Responding to questions, Orman gave few specifics about the policies he would pursue if he’s elected.

Asked about the health reform law known as the Affordable Care Act, or Obamacare, Orman said: “We had a health care affordability crisis before the Affordable Care Act, and we have a health care affordability crisis today.”

And when asked if he favored repealing the law entirely, as many Republicans do, he said: “I think we need to solve the underlying problems of health care affordability.”

On the subject of immigration reform, Orman said: “Immi.gration is another example of what’s wrong with Washington.”
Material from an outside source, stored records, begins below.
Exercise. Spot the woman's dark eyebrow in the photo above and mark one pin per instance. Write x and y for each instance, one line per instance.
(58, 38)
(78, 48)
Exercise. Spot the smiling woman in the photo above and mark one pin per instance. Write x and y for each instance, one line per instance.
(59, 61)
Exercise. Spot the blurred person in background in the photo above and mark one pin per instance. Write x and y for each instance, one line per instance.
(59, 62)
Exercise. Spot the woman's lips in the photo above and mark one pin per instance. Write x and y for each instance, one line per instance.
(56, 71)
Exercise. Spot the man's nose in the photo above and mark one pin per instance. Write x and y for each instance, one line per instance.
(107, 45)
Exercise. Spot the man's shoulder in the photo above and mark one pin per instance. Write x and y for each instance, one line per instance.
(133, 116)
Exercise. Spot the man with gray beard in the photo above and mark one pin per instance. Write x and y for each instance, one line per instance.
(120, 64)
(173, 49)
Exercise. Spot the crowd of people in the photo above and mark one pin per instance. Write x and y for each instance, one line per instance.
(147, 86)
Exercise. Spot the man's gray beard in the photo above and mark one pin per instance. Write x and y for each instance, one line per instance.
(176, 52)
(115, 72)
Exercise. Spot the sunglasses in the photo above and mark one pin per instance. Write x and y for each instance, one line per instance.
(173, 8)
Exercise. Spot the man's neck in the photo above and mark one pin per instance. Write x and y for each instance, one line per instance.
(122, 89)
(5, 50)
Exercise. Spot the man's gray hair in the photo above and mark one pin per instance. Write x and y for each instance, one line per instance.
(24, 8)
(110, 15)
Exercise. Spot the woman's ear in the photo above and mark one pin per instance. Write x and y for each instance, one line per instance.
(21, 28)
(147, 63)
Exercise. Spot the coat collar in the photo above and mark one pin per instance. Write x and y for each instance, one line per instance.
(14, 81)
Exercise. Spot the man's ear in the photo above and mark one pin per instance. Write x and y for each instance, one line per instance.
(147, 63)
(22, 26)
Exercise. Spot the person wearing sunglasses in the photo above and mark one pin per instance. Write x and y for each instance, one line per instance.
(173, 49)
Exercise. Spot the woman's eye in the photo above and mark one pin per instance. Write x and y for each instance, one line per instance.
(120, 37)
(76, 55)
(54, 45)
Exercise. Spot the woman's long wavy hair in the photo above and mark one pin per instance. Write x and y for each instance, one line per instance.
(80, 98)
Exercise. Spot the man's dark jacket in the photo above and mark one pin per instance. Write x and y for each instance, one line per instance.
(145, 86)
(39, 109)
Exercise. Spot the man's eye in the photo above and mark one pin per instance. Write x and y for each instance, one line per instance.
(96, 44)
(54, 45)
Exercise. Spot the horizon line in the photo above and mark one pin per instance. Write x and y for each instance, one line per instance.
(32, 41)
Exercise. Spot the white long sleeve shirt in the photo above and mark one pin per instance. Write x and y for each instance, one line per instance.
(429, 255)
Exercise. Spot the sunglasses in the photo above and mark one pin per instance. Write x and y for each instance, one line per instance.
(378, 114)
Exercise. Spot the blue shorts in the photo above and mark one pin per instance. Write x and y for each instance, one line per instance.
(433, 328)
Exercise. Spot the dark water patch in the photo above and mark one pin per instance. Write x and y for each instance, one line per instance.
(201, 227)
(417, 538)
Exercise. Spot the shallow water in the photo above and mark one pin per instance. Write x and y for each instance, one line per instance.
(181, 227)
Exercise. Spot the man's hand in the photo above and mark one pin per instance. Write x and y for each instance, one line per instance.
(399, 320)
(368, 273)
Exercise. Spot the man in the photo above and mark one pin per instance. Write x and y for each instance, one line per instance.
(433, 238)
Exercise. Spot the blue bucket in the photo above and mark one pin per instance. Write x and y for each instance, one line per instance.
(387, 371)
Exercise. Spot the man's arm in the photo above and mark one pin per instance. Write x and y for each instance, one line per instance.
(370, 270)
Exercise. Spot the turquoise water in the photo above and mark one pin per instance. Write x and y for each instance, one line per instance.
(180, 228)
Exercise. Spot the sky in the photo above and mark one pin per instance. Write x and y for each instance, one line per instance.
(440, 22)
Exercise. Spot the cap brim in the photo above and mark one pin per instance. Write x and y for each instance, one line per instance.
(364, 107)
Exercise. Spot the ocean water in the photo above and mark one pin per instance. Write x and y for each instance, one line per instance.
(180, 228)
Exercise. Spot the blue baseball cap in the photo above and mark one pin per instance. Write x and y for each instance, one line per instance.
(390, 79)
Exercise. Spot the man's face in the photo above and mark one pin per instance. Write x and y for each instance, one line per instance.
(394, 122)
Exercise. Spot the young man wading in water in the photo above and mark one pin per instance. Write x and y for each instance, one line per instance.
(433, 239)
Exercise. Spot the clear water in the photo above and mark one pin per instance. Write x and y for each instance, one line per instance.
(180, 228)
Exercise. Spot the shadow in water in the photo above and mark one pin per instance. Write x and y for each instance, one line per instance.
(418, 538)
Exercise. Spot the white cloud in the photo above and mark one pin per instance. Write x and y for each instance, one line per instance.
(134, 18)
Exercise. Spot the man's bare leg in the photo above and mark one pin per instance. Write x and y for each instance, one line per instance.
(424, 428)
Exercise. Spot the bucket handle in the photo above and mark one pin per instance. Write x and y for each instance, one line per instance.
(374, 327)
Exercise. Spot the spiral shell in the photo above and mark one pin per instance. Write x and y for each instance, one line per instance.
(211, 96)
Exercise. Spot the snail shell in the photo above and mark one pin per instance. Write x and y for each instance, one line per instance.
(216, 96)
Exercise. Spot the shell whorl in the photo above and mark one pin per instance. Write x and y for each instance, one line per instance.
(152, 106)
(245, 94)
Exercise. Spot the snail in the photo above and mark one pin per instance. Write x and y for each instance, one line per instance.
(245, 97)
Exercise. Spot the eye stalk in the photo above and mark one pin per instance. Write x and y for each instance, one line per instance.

“I think for immigration reform to work, it needs to be tough, fair and practical,” he said. “And what that means is I think we need to first secure the border. And while we’re making progress with that, we’re not quite there. But then it’s also got to be fair to taxpayers, and what I mean by that is, if you’re in this country and you’re undocumented, I think you should have to register with ICE (Immigration and Customs Enforcement Service).”

“I think you should have to pay a fine or perform community service in acknowledgement that you’ve broken one of our laws. I think you need to hold down a job, pay taxes, obey our laws, learn English, and ultimately, if you want to get in line, there’s a system to allow you to get in line to become a citizen,” he said.

Orman, who lives in Olathe, is an investor with the private equity firm Denali Partners LLC, which he co-founded in 2004. He graduated from Princeton University in 1991 with a degree in economics.

In 1992, he and his wife founded Environmental Light Concepts, or ELC, which designs and installs energy efficient lighting systems for commercial and industrial companies. In 1996, he sold 70 percent of the company to Kansas City Power and Light.